Obrazy wpływają na to, jak myślimy, ale też odzwierciedlają sposób, w jaki patrzymy. Najbardziej interesuje mnie interakcja z rzeczywistością tych wytworzonych w procesie mojej pracy z AI wizji. Może to jest rodzaj ostrzeżenia przed czymś, czego powinniśmy się strzec? Sygnał, że nie chcemy tak wyglądać, nie chcemy tych karnawałów postdystopijno-postapokaliptycznych, nie chcemy tego miksu surowego mięsa i Haribo.
W zasobach internetu i w technologiach jest niebywała energia, która może być pożytkowana w dobry sposób. Nie do sprzedawania nam rzeczy, których nie potrzebujemy, ale do generowania czegoś, co pozwoli nam zrozumieć świat. Był etap kolekcjonowania w internecie wszystkiego, tworzenie czegoś, co można nazwać Wielkim Muzeum Świata. A teraz przyszedł moment na dobrą kuratorkę i na wyobraźnię. Wiem, że to brzmi utopijnie. Nieważne. Jest dobry czas na nowe utopie, może właśnie najwłaściwszy.

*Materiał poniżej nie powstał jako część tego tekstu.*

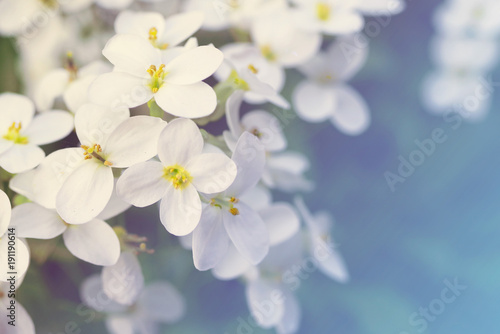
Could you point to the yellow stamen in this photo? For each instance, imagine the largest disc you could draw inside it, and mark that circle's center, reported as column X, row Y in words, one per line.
column 253, row 69
column 14, row 135
column 323, row 11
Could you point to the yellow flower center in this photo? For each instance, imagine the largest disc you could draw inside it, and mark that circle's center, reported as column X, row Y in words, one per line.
column 14, row 135
column 153, row 38
column 179, row 177
column 323, row 11
column 93, row 152
column 268, row 53
column 226, row 204
column 237, row 81
column 157, row 76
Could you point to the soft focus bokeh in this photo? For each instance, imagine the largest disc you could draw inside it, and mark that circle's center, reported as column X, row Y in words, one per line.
column 401, row 247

Wojciech Kucharczyk – artysta wizualny i muzyczny. Choć urodził się dawno temu, to jednak nie boi się tzw. nowych technologii. Ostatnio dyskutuje najczęściej z botami, tłumacząc im, dlaczego ogród powinien być kolorowy. Łączy „prawdziwą” i „sztuczną” inteligencję w imię świeżych obrazów i lepszego świata.